There’s a sweet spot between 6 and 7:30am, and if I catch it, the whole day goes better.
There’s a sweet spot between 6 and 7:30am, and if I catch it, the whole day goes better.
It’s tempting, of course, to sleep in on weekends and holidays, and the occasional “make the spouse deal with it” work/school morning. But if I sleep past 8, while it feels nice in the moment, the rest of the day has a sluggish overlay and I never quite catch up with myself.
This morning I had planned to sleep in. But starting just after 6 the light, the restless dog, and some small voice in my head started up: you know you’ll have a better Thanksgiving if you get up now and go for a walk.

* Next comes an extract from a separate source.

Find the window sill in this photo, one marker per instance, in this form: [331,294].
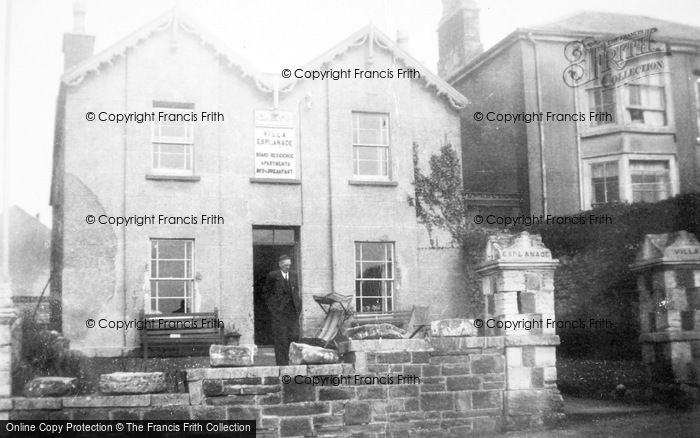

I was cornered, and while I didn’t specifically feel I’d made the decision, it was clear that a decision had been made.
I drove the dog and myself down to the bay to one of my favorite spots. A walk out along the edge of the Albany Bulb gives views of Berkeley, Oakland, San Francisco, Marin, Richmond. There are the islands: Treasure, Alcatraz, and Angel. There’s a great view of the part of Caesar Chavez park where we laid dad’s ashes, and practically a view to mom’s resting place, though you have to see through the Golden Gate, and up a little to Pt Reyes; not quite in plain sight, but right there.
We walk right by my Uncle’s scattering spot, near the statue of Don Quixote, sitting and perhaps daunted by his tilting at windmills (maybe he’s resting up to charge again). My creative uncle would most appreciate the art installation that’s going up all over the Bulb all the time. A tower of brick I’d never seen sits on a rise above the junkyard scrap ship and driftwood dragon. There’s art there, everywhere.
I know the math goes in only one direction. Over the years there will be more and more people we remember and miss. 1989 to 1995 there was a rush to the exits, and then the past few years I’ve had — I should say we all have had — another cluster of the leaving.
Our hearts are buoyed by the love of all those people. The heaviness and light mix, sometimes lift.
Another loss I’m feeling is really a gain in disguise: my children are feeling mature and independent to themselves! At 11 and 14 they’re not really ready to do it on their own, but they sure want to try, and the less Dad is hovering over things the better. This is success, the goal of parenting being that they’re eager to face life on their own. But the list of things I’m no longer needed to do is long, and I can see my jobs dwindling towards the core: rides and cash.
That makes the connections we do have sweeter. Bereft that his sister was off at a basketball team game, Jaden agreed to come to an evening movie the other night, and in the excited aftermath of the new Ghostbusters, just scary enough to be thrilling and funny, he was exhilarated to roll down the windows as we got onto the freeway home, a treat neither his sister nor his papa can bear. So as the howling wind filled the car, we both know it’s our special time, loud and happy.
I know I’ll hold it in my heart forever, and this morning the memory keeps me stepping along the path, chasing the dog and the morning.